I felt a strange ache when I saw that photo. It had nothing to do with me — and everything to do with being human. Anyone would feel it. Faced with the contrast between that radiant youth and the worn, exhausted man before me, one couldn't help but feel something like pity. And besides — Elliot Lin is, legally, my husband now. Even from a technical standpoint, I suppose I should care for him a little.

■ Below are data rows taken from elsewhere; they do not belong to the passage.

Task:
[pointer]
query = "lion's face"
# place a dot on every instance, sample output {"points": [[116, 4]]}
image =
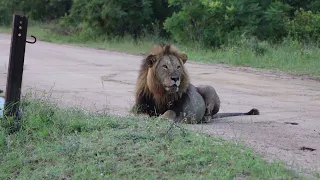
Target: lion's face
{"points": [[168, 70]]}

He didn’t seem to notice my momentary silence. Or maybe he did, but didn’t pry. Instead, he tapped the folded edge of the photo with his finger.
“That’s Lucian,” he said.
But Lucian’s face wasn’t in the picture. It had been folded deliberately, his side hidden from view. From where I sat, I couldn’t see him at all.
I didn’t ask. I figured that face — that memory — was one of the things Elliot had chosen to keep sealed away, untouched by anyone else.